La Repubblica Democratica del Congo sta vivendo da anni una situazione drammatica. Una serie di guerre consumate negli anni hanno portato il paese ad un livello critico: la situazione umanitaria è preoccupante, la povertà si estende tra la popolazione civile, le rivolte sono sempre più violente. In questo delicato contesto alcuni soldati delle forze armate sono stati anche accusati di stupri e violenze, saccheggi e omicidi nei confronti della popolazione.
I FATTI – È ormai dalla crisi 1960 che il Congo vede susseguirsi una serie di guerre e conflitti interni sul proprio territorio, come quella dell’indipendenza e dal dominio coloniale belga. Ma la grande crisi politica del 1961-65, la c.d. Crisi del Congo , segnò profondamente il paese, causando una serie di conflitti e sommosse armate, alla quale seguirono le due guerre del Congo, in cui morirono milioni di civili: la fame, le malattie dilaniarono il paese e molti furono costretti a scappare. Anche dopo la fine del secondo conflitto, la situazione non migliorò.
E ancora oggi sono in corso diverse rivolte civili tra le molte etnie presenti sul territorio e il quadro congolese rimane ancora molto drammatico, nonostante ci siano tante forze internazionali attive al fine di ristabilire la pace.
Un rapporto dell’ONU, pubblicato questo mese, denuncia un avvenimento terrificante: nel novembre dello scorso anno le forze armate congolesi avrebbero violentato donne e bambine nella regione del sud Kivu.
I soldati entravano arbitrariamente nelle abitazioni civili, saccheggiando, minacciando, stuprando le donne e talvolta uccidendole. Il rapporto, redatto dall’Ufficio dei Diritti Umani delle Nazioni Unite, riporta gravi violazioni dei diritti umani, rese ancora più aspre dalla sistematicità e dalla violenza con cui sono state commesse. Gli ufficiali, i comandanti e i soldati implicati in queste barbarie sarebbero stati ex ribelli, arruolati nell’esercito a causa della mancanza di controlli durante il reclutamento.
In particolare Navi Pillay, l’Alto Commissario delle Nazioni Unite per i diritti umani, ha dichiarato che i responsabili di questi crimini saranno perseguiti penalmente, e ha esortato le autorità a lavorare maggiormente per garantire giustizia alle vittime.
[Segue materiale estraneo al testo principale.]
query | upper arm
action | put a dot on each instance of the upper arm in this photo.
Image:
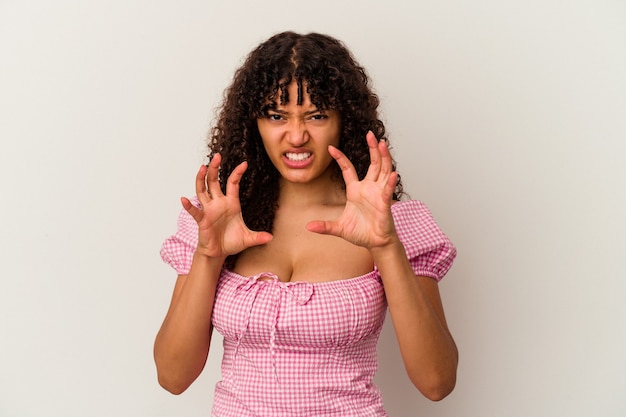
(431, 288)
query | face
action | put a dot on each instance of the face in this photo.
(296, 138)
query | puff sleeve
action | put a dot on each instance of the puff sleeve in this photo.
(178, 249)
(428, 249)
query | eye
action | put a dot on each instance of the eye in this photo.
(318, 116)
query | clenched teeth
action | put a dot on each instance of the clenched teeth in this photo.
(301, 156)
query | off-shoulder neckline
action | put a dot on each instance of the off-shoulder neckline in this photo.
(342, 281)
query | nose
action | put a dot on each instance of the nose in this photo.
(297, 133)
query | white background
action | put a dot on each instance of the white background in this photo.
(507, 118)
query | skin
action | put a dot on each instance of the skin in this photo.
(351, 229)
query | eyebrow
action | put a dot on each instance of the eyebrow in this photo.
(275, 110)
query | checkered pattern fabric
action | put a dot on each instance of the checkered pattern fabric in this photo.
(301, 348)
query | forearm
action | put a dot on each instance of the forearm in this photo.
(182, 344)
(427, 348)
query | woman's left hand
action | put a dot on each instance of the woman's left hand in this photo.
(366, 220)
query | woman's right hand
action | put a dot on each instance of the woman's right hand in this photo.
(221, 229)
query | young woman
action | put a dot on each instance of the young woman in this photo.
(296, 244)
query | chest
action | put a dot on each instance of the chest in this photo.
(299, 315)
(295, 254)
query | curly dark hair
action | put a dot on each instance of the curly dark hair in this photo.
(334, 80)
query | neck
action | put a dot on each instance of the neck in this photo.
(324, 193)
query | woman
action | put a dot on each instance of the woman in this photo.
(296, 245)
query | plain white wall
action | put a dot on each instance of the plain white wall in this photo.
(507, 118)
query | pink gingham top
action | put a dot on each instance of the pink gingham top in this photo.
(306, 349)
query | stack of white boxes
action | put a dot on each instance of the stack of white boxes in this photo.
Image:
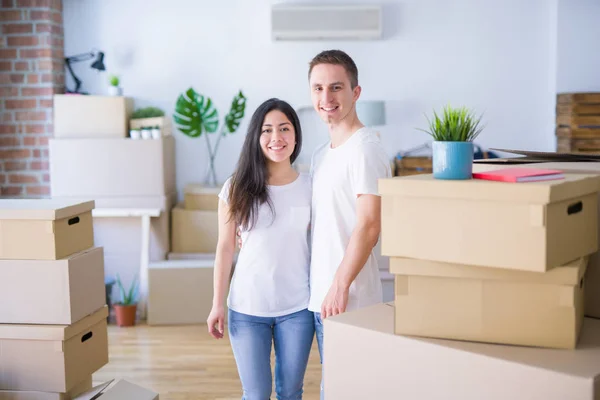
(93, 157)
(53, 318)
(181, 288)
(489, 295)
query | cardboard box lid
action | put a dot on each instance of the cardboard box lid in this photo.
(196, 188)
(583, 362)
(51, 332)
(569, 274)
(43, 209)
(573, 185)
(12, 263)
(122, 390)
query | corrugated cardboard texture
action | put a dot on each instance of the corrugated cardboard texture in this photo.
(592, 293)
(365, 360)
(52, 292)
(40, 362)
(46, 239)
(91, 116)
(181, 293)
(43, 209)
(199, 197)
(516, 231)
(31, 395)
(112, 167)
(194, 231)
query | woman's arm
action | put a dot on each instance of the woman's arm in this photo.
(223, 263)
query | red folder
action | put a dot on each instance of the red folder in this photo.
(520, 175)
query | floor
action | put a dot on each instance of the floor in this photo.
(183, 363)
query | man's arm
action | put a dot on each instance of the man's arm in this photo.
(364, 237)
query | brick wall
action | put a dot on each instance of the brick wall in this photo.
(31, 71)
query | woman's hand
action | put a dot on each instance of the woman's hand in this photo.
(216, 321)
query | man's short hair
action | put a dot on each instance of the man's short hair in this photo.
(337, 57)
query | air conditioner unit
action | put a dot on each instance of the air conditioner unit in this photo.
(325, 22)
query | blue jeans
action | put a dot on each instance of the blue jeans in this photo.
(319, 332)
(251, 339)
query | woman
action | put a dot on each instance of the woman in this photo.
(269, 291)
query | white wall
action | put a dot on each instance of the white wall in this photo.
(498, 57)
(578, 54)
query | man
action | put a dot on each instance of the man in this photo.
(346, 207)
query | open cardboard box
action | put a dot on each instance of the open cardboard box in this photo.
(121, 390)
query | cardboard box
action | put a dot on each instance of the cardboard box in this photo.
(199, 197)
(82, 387)
(463, 302)
(59, 292)
(121, 390)
(364, 359)
(77, 116)
(526, 226)
(44, 229)
(52, 358)
(194, 231)
(112, 167)
(592, 276)
(180, 291)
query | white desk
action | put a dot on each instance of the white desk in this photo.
(145, 214)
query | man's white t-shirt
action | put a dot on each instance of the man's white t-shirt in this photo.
(339, 175)
(271, 276)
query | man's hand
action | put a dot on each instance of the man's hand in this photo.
(238, 233)
(336, 301)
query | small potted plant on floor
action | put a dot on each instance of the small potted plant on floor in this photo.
(125, 310)
(452, 148)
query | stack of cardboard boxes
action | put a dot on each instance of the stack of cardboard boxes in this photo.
(181, 288)
(489, 295)
(53, 325)
(93, 157)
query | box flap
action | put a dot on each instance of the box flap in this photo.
(542, 192)
(10, 263)
(43, 209)
(196, 188)
(122, 390)
(51, 332)
(583, 362)
(569, 274)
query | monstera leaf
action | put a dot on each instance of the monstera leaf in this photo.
(195, 114)
(236, 113)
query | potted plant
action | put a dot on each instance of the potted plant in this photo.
(149, 117)
(195, 115)
(452, 148)
(125, 310)
(114, 89)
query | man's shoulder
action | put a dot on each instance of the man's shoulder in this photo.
(369, 142)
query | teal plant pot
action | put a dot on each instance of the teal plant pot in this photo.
(452, 160)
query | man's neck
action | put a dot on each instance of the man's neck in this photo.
(340, 132)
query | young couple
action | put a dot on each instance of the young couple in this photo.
(286, 283)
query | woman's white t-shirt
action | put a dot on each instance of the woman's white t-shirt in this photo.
(271, 276)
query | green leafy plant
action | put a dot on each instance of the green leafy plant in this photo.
(113, 80)
(195, 115)
(128, 297)
(147, 112)
(455, 125)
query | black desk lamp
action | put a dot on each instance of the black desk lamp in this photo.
(98, 64)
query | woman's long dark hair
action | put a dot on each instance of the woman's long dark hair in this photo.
(249, 181)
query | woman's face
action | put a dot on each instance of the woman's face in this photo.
(277, 138)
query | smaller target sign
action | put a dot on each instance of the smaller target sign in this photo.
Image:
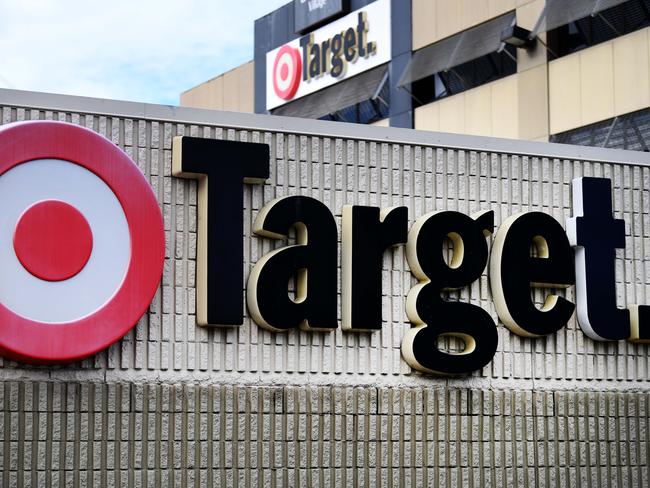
(81, 242)
(287, 72)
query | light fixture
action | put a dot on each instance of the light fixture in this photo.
(517, 36)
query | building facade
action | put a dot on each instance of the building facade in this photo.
(578, 73)
(173, 403)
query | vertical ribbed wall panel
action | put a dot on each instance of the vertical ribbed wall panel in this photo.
(174, 404)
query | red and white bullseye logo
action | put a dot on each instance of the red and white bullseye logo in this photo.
(287, 70)
(81, 242)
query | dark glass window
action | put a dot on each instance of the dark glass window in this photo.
(465, 76)
(365, 112)
(630, 131)
(603, 26)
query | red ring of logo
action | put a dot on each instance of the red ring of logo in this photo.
(294, 83)
(31, 341)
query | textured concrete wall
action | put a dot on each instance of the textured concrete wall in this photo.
(173, 404)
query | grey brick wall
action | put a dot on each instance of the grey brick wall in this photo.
(173, 404)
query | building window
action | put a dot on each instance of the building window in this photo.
(365, 112)
(630, 131)
(466, 76)
(600, 27)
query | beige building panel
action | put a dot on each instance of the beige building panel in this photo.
(597, 83)
(478, 111)
(505, 112)
(230, 91)
(423, 25)
(452, 114)
(489, 110)
(434, 20)
(631, 73)
(533, 103)
(474, 11)
(498, 7)
(448, 18)
(427, 117)
(601, 82)
(233, 91)
(247, 88)
(564, 94)
(382, 123)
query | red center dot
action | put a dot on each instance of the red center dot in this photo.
(53, 240)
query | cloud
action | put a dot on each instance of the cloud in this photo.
(142, 50)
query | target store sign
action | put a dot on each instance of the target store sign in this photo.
(351, 45)
(81, 242)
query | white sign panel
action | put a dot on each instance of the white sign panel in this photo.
(353, 44)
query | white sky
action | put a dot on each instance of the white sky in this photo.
(140, 50)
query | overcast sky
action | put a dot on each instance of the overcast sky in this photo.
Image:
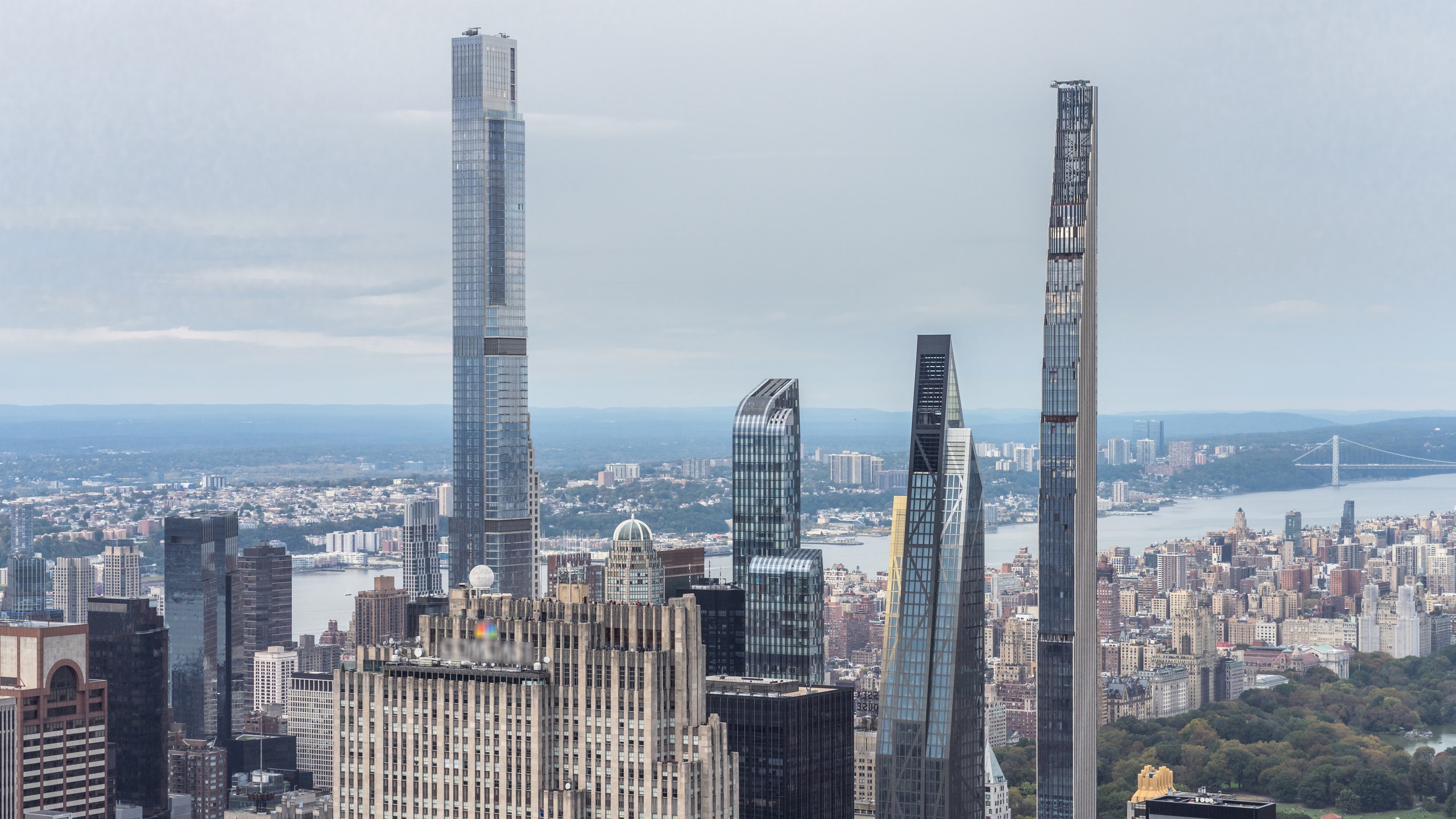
(251, 201)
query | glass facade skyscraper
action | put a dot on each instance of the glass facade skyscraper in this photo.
(22, 527)
(491, 522)
(784, 585)
(421, 548)
(785, 617)
(25, 584)
(1066, 511)
(765, 474)
(203, 624)
(929, 761)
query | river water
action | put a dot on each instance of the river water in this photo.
(319, 597)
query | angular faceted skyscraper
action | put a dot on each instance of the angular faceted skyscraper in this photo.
(1066, 511)
(931, 755)
(784, 585)
(491, 522)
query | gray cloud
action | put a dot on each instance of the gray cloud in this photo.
(721, 193)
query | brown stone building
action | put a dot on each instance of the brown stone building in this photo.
(379, 614)
(59, 721)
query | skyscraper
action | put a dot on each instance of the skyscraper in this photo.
(204, 636)
(932, 723)
(421, 548)
(1066, 515)
(765, 475)
(266, 573)
(784, 585)
(25, 584)
(379, 614)
(127, 646)
(796, 747)
(22, 527)
(75, 582)
(121, 569)
(311, 719)
(609, 664)
(491, 522)
(1293, 527)
(46, 672)
(634, 569)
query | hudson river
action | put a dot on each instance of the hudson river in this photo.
(319, 597)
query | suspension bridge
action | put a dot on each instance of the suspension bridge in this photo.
(1365, 458)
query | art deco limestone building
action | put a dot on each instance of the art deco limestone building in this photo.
(535, 709)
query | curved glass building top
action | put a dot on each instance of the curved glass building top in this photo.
(491, 521)
(765, 474)
(929, 761)
(632, 530)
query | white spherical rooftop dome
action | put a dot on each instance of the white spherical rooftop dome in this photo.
(482, 577)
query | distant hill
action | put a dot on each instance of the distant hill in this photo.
(216, 436)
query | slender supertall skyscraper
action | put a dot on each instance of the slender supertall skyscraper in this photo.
(784, 585)
(1066, 511)
(931, 755)
(421, 548)
(491, 522)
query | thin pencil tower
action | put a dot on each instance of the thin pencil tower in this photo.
(1066, 511)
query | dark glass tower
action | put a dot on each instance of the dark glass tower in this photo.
(493, 521)
(765, 475)
(1066, 511)
(796, 747)
(25, 589)
(266, 573)
(129, 649)
(204, 631)
(931, 755)
(721, 607)
(784, 585)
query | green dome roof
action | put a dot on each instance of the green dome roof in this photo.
(632, 530)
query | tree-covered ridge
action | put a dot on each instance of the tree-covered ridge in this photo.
(1311, 741)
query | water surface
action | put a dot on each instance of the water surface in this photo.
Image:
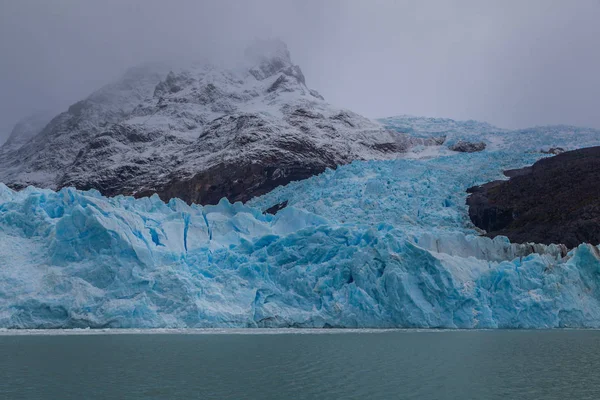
(353, 365)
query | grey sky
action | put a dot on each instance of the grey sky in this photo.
(511, 63)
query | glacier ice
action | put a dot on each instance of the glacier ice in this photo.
(371, 244)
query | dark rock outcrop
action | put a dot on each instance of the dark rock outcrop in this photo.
(467, 147)
(556, 200)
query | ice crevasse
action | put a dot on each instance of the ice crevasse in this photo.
(371, 244)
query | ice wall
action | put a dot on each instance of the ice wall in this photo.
(372, 244)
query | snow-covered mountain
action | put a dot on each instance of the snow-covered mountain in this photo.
(200, 134)
(25, 130)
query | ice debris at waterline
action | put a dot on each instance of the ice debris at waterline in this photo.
(372, 244)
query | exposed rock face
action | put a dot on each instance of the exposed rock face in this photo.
(200, 134)
(25, 130)
(557, 200)
(554, 150)
(467, 147)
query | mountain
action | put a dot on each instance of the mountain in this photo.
(553, 201)
(25, 130)
(200, 134)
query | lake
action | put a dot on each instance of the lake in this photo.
(334, 364)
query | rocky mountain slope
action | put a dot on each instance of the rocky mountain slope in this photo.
(200, 134)
(25, 130)
(556, 200)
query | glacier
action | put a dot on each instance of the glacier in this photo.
(375, 244)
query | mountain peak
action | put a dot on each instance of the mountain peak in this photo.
(267, 57)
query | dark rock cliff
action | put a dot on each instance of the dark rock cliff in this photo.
(556, 200)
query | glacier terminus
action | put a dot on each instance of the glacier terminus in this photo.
(376, 243)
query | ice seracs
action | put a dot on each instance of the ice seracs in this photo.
(371, 244)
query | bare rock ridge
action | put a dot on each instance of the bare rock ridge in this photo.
(199, 134)
(556, 200)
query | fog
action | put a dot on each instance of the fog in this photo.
(511, 63)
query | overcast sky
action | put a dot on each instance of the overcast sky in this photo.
(511, 63)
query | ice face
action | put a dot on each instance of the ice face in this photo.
(371, 244)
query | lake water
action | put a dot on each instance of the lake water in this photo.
(347, 365)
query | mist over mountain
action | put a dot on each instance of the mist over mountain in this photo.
(512, 64)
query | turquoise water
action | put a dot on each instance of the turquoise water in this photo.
(380, 365)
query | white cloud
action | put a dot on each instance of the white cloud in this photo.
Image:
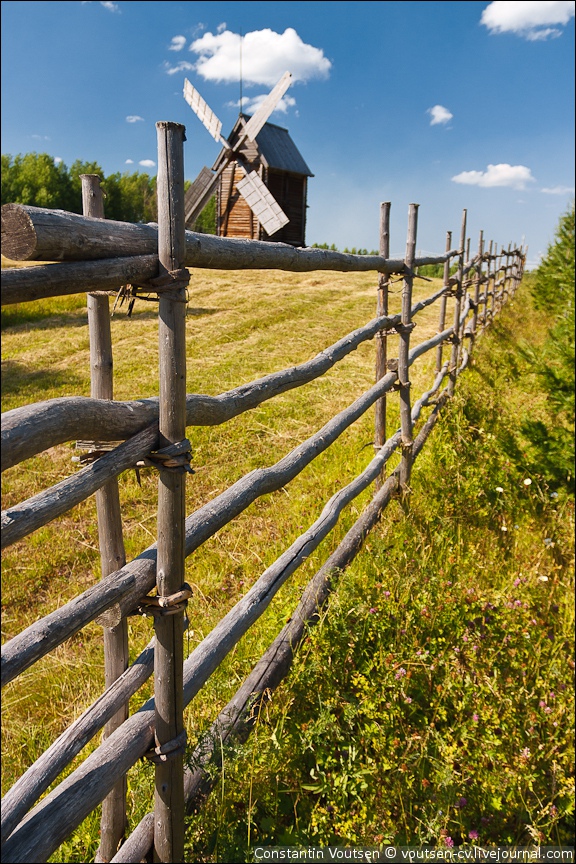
(533, 20)
(439, 115)
(251, 105)
(515, 176)
(266, 55)
(559, 190)
(183, 66)
(177, 43)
FOCUS – Bosco Ntaganda è un militare congolese, capo di squadre militanti nella regione del Kivu, a cui sono stati imputati crimini di guerra, crimini contro l’umanità, come reclutamento di bambini soldato, omicidi, saccheggi, stupri, violenze sessuali, persecuzioni.
A causa della sua crudeltà è stato definito “signore della guerra” o “Terminator” ed è ricercato dal 2006 dalla Corte Penale Internazionale. Ma nel marzo del 2013 il leader ribelle si è consegnato volontariamente all’ambasciata americana di Kigali, chiedendo di essere portato dinanzi alla Corte Penale Internazionale.
E dopo essere stato processato, lo scorso anno, ha ricevuto una condanna di 14 anni di reclusione.
Simile a questo è il caso di Thomas Lubanga Dyilo, un altro militare accusato di crimini di guerra in Congo, tra cui l’arruolamento di bambini-soldato nel gruppo di Ntaganda.
È evidente che in Congo la situazione è talmente drammatica che è necessario un intervento immediato ed efficace da parte delle più influenti organizzazione internazionali, per mettere fine ad una guerra che continua da mezzo secolo.
Uno Stato che è stato martoriato dai conflitti tra diverse etnie, interessate ad impossessarsi delle risorse del sottosuolo, che hanno sterminato e gettato nella povertà un’intera popolazione. La violenza, la mancanza di umanità, la crudeltà … a pagare tutto ciò sono solo i civili! Molti dei quali sono costretti ad abbandonare la propria casa, in cerca di qualcosa di migliore, di un’opportunità o semplicemente per scappare da una quotidianità troppo crudele.